In the corner of the station, by the barricade, a propped-up light fed by one of the endless extension cords flashed glaringly red, and the speaker that lay at its base started blaring repetitive, short wails, in sets of three. One of July’s hands automatically shot to her gun; the other hand grabbed Axel’s on instinct. She swallowed, hard, feeling rather giddy; a combination of ecstasy and the feeling of her nerves being scraped over with a bare razor swirled inside her to form… some sort of feeling.

Within seconds, Tyler was no longer at the microphone. Squads immediately began collecting their members, either hopping down onto the tracks or falling into formation around the captain that was already at this station. On a code red, July was supposed to report to Teiddan—Captain Testa—and technically, Axel was as well, but he immediately started pushing towards where Tyler stood at the front of the station, already in conversation with a woman in glasses and a regulation ponytail.

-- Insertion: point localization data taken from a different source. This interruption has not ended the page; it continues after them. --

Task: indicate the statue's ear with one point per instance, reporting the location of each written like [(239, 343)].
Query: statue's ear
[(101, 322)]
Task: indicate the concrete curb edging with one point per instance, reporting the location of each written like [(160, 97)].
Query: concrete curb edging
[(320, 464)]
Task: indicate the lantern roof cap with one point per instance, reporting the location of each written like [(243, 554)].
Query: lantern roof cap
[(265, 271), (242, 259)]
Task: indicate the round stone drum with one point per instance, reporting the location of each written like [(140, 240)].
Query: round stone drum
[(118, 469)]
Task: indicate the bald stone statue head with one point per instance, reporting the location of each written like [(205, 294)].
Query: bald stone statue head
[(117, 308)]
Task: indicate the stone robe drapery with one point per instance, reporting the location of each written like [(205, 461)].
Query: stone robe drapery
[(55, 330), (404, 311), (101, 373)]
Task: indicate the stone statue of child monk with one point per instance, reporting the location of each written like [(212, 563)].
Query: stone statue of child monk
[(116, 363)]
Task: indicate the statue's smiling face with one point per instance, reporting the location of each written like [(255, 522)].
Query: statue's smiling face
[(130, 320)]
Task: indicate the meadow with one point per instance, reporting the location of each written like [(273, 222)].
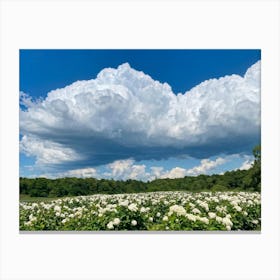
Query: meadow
[(152, 211)]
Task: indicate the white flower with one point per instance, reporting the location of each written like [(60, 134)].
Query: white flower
[(219, 219), (116, 221), (179, 210), (196, 211), (124, 203), (204, 220), (57, 208), (212, 215), (110, 225), (227, 222), (132, 207), (143, 210), (191, 217), (237, 208), (165, 218)]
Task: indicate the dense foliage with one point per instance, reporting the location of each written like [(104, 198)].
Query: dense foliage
[(146, 211), (238, 180)]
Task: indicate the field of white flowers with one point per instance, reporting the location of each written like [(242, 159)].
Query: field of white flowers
[(158, 211)]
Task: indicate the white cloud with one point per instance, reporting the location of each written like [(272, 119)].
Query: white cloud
[(205, 166), (124, 113), (47, 152), (126, 169), (82, 173), (247, 164)]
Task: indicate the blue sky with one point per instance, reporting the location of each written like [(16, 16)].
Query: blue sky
[(139, 114)]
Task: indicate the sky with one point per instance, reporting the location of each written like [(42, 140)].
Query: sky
[(138, 114)]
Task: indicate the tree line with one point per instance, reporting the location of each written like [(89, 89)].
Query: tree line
[(237, 180)]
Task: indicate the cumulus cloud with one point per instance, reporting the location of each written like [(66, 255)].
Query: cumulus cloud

“—Tell Kahue I don’t appreciate a goddamn code red over it,” Tyler was saying. The woman—July glanced at her armband, red, lieutenant—nodded. He tossed a glance at Axel and gave him a brief head-jerk that, in his mind, was probably respectful. “Dismissed,” he said, and the woman scurried off, then: “Ax. Why aren’t you reporting to Captain Testa?”

“What’s the news?” Axel didn’t bother adding a “sir.” He never did. Trying to understand his thought processes would be the death of July.

“Ship crash on the surface, few miles out south.”

“Dusty?” Axel’s grip was suddenly crushing her smaller hand bones. She intentionally did not wince.

“Unsure.” Tyler’s gaze skittered fretfully over the mostly-dispersed crowd “Kahue called a code red over it. Dumbass decision, if you ask me, it’s not on top of us. No reason to make the sheep panic.”

July’s heartbeat was slowing, very slightly. It wasn’t a raid.

“Probably want to get out there before the Dusties do,” Axel was saying. “If it’s one of theirs, we could use the tech, and if it’s not…”

Tyler waved dismissively. “Go report to Teiddan. You can go check it out. I’ll batten down the hatches here for the rest of the day, make an announcement or two to calm things down.”

“Thanks.” Tyler was already starting to fix his gaze on someone across the room; meanwhile, July’s palms were itchy and leaking sweat, and June’s blood-soaked mop of hair was bobbing pleasantly behind Tyler’s back, and July felt very, very queasy. She was fairly sure she wouldn’t get another chance at going aboveground for the next few months.

“Sir,” she started, but he immediately cut her off.

“Yeah, you go with them. Axel, you watch her.” With that, the Major General strode off, leaving June to grin with her sharp red teeth only a foot or two from July’s face.

She snuck a glance at Axel’s face, which was looking notably paler than normal. The veins on his neck and forehead, already too-visible under his paper-thin skin at the best of times, stood out in angrily vibrant blues. As soon as he met her eyes, his jaw loosened and he offered a weak grin. “I need my headphones,” he said, and dropped her hand to hop down onto the tracks without further comment.

July stuck her tongue out at her dead twin before following suit.